Raça também ganha jogo

Leia a Coluna deste sábado (22)

Escrito por
Tom Barros tom.barros@svm.com.br
Legenda: O Ceará competiu pouco contra o Náutico e foi derrotado na Série B, voltando ao Z4
Foto: Gabriel Silva/Ceará SC

Já não sei como analisar a situação do Ceará. Esteve na zona de rebaixamento. Saiu da zona de rebaixamento. Voltou para a zona de rebaixamento. Um bate-volta que leva ao desengano, mas não pode levar ao desespero. O Ceará tem história. Tem apelo. Está no hino do clube: "Ceará, tua glória é lutar". 

Hoje, uma vitória sobre o Londrina é obrigação. Em caso de tropeço, não venham com desculpa amarela. Com todo respeito à história do time paranaense, não há como se admitir, nas atuais circunstâncias, mais um resultado negativo do Ceará em casa, quer no PV, quer no Castelão. 

Nada de retórica. São vazios os discursos que não batem com a realidade. Chega de verborragia que enche os ouvidos de palavras e não põe nada de conteúdo. Então, falem apenas se houver mesmo alguma coisa útil para ser dita.

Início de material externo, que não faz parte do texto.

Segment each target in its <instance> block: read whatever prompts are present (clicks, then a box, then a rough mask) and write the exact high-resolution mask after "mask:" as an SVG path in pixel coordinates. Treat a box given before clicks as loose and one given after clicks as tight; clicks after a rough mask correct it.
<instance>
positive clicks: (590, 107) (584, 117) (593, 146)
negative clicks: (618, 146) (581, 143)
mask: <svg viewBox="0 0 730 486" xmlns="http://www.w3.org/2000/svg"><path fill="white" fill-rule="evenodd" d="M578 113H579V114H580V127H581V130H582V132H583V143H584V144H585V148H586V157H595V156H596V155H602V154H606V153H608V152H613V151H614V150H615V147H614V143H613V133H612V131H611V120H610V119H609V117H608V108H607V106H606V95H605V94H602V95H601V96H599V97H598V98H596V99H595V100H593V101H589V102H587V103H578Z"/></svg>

Se for para tentar explicar o inexplicável, o silêncio será melhor. 

Tolerância, sim. Paciência, sim. Apoio, sim. Mas a resposta em campo tem de acontecer. Se não houver técnica, que haja raça. Se não houver padrão definido, que haja coração. Brio também ganha jogo. 

 

Pedido 

 

Ninguém pode exigir uma qualidade técnica acima da própria qualidade técnica que o time tem. É fato. Mas pode pedir luta, bravura, doação, empenho, honra, dignidade, compromisso. Problema é a pusilanimidade. No Ceará, não se pode admitir falta de firmeza, falta de decisão. 

 

Exemplo 

 

Dou um exemplo concreto do que foi exposto no tópico acima. Há alguns anos, o Ceará estava praticamente rebaixado. Resultado: contratou o técnico Luiz Carlos de Lorenzi, mais conhecido como Lisca Doido. Resultado: com o mesmo elenco limitado, com o mesmo grupo, Lisca conseguiu no brio, na luta, evitar o rebaixamento. 

 

Liderança 

Não é preciso mudar de treinador. Mudança de treinador já houve no Ceará. É preciso mudar de atitude. Aí, sim. Mudança radical. Buscar a velha colocação do filósofo do futebol, Neném Prancha, que dizia: "Jogador de futebol tem que ir na bola com a mesma disposição com que vai num prato de comida. Com fome, para estraçalhar." 

 

Amanhã 

 

O Fortaleza tem desafio difícil diante do líder da competição, o Criciúma. Jogo no Estádio Heriberto Hülse, em Santa Catarina, é sempre muito complicado. O Criciúma faz campanha notável e tem feito valer o mando de campo. Tem sete pontos de vantagem sobre o Fortaleza. 

 

Imprevisível 

 

O Fortaleza tem oscilado, mas tem também conseguido resultados de expressão. Não faz muito, pela Copa do Brasil, surpreendeu o Palmeiras na Arena Pantanal no Mato Grosso. O Leão ganhou por 3 a 2, embora não tenha logrado a classificação. O Fortaleza pode surpreender, sim.